Bersalah karena memintanya
Ujung-ujungnya cerita lama yang sama, ujung-ujungnya mereka (memang) memintanya. Pada Juni 2022, di Modena, Salvatore Montefusco menembak mati Gabriela Trandafir, 47, dan putrinya yang berusia 22 tahun, Renata. Bagi para hakim, si pembunuh berhak mendapatkan hukuman 30 tahun penjara dan bukan penjara seumur hidup, karena “setelah mencapai usia 70 tahun tanpa catatan kriminal, dia tidak akan pernah melakukan kejahatan serius seperti itu jika tidak didorong oleh dinamika keluarga jahat yang telah dipicu selama bertahun-tahun. waktu”, kita membaca dalam kalimat yang dilihat olehMenangani. Selama persidangan, pembela telah berbicara tentang “keadaan emosi” dan para hakim menganggapnya “masuk akal”, juga karena – menurut mereka – motifnya dapat dikaitkan dengan “kondisi psikologis dari ketidaknyamanan yang mendalam, penghinaan dan frustrasi yang sangat besar yang dialami oleh terdakwa, karena iklim konflik yang sangat tinggi yang terjadi dalam rumah tangga dan kemungkinan nyata bahwa dia sendiri harus meninggalkan rumah keluarganya: alasan yang pantas untuk Montefusco “pemahaman manusia (Ya!) alasan” yang mendorongnya “melakukan kejahatan”.

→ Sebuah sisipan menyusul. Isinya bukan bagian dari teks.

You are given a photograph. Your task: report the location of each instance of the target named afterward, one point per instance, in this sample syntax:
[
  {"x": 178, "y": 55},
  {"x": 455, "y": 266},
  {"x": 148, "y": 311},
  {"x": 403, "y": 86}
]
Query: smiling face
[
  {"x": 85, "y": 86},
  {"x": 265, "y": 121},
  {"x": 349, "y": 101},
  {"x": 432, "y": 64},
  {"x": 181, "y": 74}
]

Sebuah risalah tentang budaya patriarki
Lebih dari sekedar kalimat, ini tampak seperti sebuah risalah tentang bagaimana budaya patriarki juga tercermin di ruang sidang, bahkan dengan cara yang lebih jelas dan menonjol dalam kasus pembunuhan terhadap perempuan. Pertama-tama, pembunuhan itu direduksi menjadi raptus, menjadi kejengkelan: versi pengacara Montefusco didukung yang – dengan begitu banyak kreativitas dan imajinasi – mendukung tesis tentang “pemadaman emosional”, meskipun wanita tersebut telah melaporkan serangan verbal, ancaman dan kekerasan fisik. Para korban juga diawasi dengan cermat: perilaku merekalah yang memicu reaksi kekerasan, menyebabkan “penderitaan yang mendalam, penghinaan dan frustrasi yang sangat besar pada terdakwa”. Mereka akan memprovokasi dia, mereka akan membuatnya jengkel dan – mengikuti logika jahat dari representasi stereotip ini – mereka akhirnya akan mencarinya sendiri: singkatnya, mereka akan mewujudkan rasa bersalah (mungkin ditulis dengan huruf kapital “C” ) karena telah melepaskan kekerasan yang diderita.
Para manipulator
Tidak hanya itu. Ibu dan anak perempuan tampil sebagai manipulator: mereka sebenarnya akan membawa pembunuh masa depan mereka ke kondisi “penghinaan”, yang tindakan pembunuhannya berkurang dalam drama keluarga (“konflik yang sangat tinggi” dari “rumah tangga suami-istri”) dan dalam tindakan yang bersifat dorongan, mengaburkan sifat sistemik dari kekerasan gender. Selain itu, si pembunuh mungkin bersalah, namun ia tetap digambarkan sebagai orang baik: lagipula, “dia berusia 70 tahun tanpa catatan kriminal, dia tidak akan pernah melakukan kejahatan seserius itu jika tidak didorong oleh keluarga jahat.” dinamika”. Jika dia tidak memiliki istri dan anak tiri seperti itu, maka dapat disimpulkan bahwa dia pasti tidak akan membunuh. Praktisnya orang suci, mungkin sedikit pemarah dan tidak lebih.
Akhirnya, para hakim memutuskan untuk menyelidiki secara mendalam kehinaan tersebut, menemukan “pemahaman manusiawi” bagi mereka yang membunuh dua wanita dengan menembak, memegang senjata, mengarahkan dan menarik pelatuk, mengetahui bahwa hal itu akan mengakhiri hidup mereka. Lingkarannya tertutup: pembunuhnya dimanusiakan, korbannya diremehkan, direndahkan. Bahkan untuk saat ini, semuanya dari Italia: Anno Domini 2025, Abad Pertengahan.